Es ist erst das zweite Mal, dass Susanne Laser Regie im Theater führt, aber Theater ist nicht neu in Lasers Leben. Eine Verbundenheit fühlt sie schon lange, auch wenn sie in der Theaterwelt erst ihren Platz finden muss. Rund zehn Jahre steht sie selbst auf der Bühne des Jugendtheaters im T-Werk, will Schauspielerin werden. Nach „einem grauenhaften Vorsprechen“ an der Hochschule für Schauspielkunst „Ernst Busch“ direkt nach dem Abitur, so sagt sie, ändert sich das. Sie beginnt eine Ausbildung zur Mediengestalterin, studiert danach. In dieser Zeit schreibt sie auch zum ersten Mal zwei Kurzfilme. Heute arbeitet sie erfolgreich als Kommunikationsdesignerin und Autorin. Für ihren 2016 erschienenen Reiseführer „Kein Hawaii. Pilgern durch das Havelland“ wird sie 2017 für den Designpreis Brandenburg nominiert und gewinnt den Förderpreis der Horizont Stiftung.

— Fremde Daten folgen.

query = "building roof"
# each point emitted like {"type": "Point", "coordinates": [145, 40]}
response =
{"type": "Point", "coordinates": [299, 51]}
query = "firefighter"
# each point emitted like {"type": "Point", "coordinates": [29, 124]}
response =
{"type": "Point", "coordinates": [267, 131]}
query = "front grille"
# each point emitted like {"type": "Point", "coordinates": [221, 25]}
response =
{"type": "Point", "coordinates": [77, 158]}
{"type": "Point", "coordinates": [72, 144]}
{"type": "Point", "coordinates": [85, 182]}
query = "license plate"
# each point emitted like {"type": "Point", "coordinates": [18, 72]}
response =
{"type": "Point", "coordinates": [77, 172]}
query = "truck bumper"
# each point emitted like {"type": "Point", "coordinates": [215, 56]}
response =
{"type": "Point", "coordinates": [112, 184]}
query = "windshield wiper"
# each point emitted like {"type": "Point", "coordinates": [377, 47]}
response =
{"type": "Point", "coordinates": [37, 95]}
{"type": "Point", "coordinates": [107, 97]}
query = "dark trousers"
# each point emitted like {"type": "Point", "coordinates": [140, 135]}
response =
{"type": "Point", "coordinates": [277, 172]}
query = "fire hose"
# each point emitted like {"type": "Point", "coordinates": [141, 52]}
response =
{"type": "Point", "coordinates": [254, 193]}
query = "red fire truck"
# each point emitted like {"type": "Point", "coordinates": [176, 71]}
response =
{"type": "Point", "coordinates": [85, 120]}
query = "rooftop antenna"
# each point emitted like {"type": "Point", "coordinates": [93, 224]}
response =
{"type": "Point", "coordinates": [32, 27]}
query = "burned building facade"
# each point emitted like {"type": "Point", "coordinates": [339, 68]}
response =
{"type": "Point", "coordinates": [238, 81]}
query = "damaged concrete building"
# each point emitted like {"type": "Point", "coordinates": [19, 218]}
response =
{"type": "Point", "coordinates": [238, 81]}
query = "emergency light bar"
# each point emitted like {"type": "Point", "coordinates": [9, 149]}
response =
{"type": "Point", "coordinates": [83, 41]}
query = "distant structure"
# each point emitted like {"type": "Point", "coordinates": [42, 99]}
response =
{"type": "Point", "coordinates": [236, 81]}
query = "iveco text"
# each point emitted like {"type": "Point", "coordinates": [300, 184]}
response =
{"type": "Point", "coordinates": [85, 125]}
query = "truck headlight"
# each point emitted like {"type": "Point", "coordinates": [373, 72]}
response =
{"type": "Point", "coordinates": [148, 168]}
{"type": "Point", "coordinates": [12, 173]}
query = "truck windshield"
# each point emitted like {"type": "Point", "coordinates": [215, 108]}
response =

Schreiben und gestalten, das scheint es also zu sein. Und das passt für die 30-Jährige auch gut zum Theater: „Regie ist für mich das Inszenieren, das Gestalten von Text, Bild, Ton, Licht und das Organisieren von vielen Teilen zu einem großen Ganzen“, sagt sie.

Das Tempest-Experiment beginnt sie damit, dass sie sich quasi den Text für sich selbst erschließt und übersetzt – auch eine Art der Gestaltung. Sie entscheidet sich für „Brandneue Götter“ als Titel, weil sie die Übersetzung von „Brand new Ancients“ als „Brandneue Klassiker“ nicht ganz treffend findet. „Der Originaltext ist wesentlich stärker als die Übersetzung“, meint sie. Die deutsche Fassung sei an vielen Stellen sperrig und nicht auf der Höhe der Zeit, besonders, wenn es um Begriffe im Rap gehe, der bei Tempest Stilmittel ist, so die Kritik, die man auch in den Feuilletons findet.

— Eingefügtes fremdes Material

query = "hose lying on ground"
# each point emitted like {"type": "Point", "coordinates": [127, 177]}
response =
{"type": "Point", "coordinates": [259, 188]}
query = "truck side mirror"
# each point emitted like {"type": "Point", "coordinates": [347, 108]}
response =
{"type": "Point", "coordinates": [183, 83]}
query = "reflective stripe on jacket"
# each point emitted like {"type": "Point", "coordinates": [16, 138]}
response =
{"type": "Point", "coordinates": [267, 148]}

Für das Bühnenbild hat sich Laser gefragt, was sie selbst mit den „Göttern unserer Zeit“ – uns Menschen – verbindet. „Showtreppe und Blingbling, Schönheitswahn und Hedonismus“ kommen ihr in den Sinn. So gibt es einen goldenen Vorhang, allerdings kitschig verklärt, er ist aus Plastik. Eine Diskokugel hängt über der Bühne, als „einfacher Platzhalter für Sehnsucht nach Leichtigkeit und Spaß“, aber auch als Zauberwerkzeug, das die Illusion eines Sternenhimmels erzeugt. Die vier Schauspieler Karen Schneeweiß- Voigt, Jördis Borak, Stefan Reschke und Rüdiger Braun sollen wie schwarz-weiße Stummfilmfiguren wirken. Die Gesichter sind weiß, die Augen starr, Kostüme werden nur auf weiße Overalls aufgemalt.

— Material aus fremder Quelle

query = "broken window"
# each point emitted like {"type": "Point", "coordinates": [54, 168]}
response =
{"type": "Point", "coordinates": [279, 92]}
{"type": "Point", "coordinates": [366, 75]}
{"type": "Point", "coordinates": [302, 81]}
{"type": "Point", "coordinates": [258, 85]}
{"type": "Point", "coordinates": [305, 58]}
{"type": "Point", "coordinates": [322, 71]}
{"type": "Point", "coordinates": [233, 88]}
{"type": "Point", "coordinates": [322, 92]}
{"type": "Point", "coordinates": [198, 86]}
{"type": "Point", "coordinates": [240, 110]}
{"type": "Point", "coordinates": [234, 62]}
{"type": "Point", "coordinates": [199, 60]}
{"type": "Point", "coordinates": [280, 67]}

Die Inszenierung soll Tempests Götterwelt ausloten. „Der Text bietet einen großen Spielraum für die Auslegung und szenische Übertragung“, sagt Laser. Das kann durchaus ein bisschen quälend sein: „Tempests Figuren sind mir oft unangenehm, und dann habe ich wieder Mitleid mit ihnen. Eine Haltung zu ihnen zu finden, ist nicht leicht.“ So gebe es eine enorme Spannbreite von weltverbesserisch romantisch bis hin zu schonungslos gesellschaftskritisch. Und Tempest selbst sei auch nicht eindeutig: „Mal sympathisiert sie mit ihren Figuren, mal erscheinen sie wie platte, unglaubwürdige Abziehbilder.“ Aber das sei auch das Interessante. Laser wünscht sich, dass der Text auf der Bühne dem Zuschauer Ansätze bietet, eine Position zu finden. Ob dieser „Fake oder Fakt, Fame oder Voyeurismus“, wie Laser es ausdrückt, sieht, erwartet sie selbst gespannt. Auch das gehört zum Experiment. 

„Brandneue Götter“, Premiere heute um 19.30 Uhr auf dem Theaterschiff, weitere Aufführungen am 28.4. und 25.5.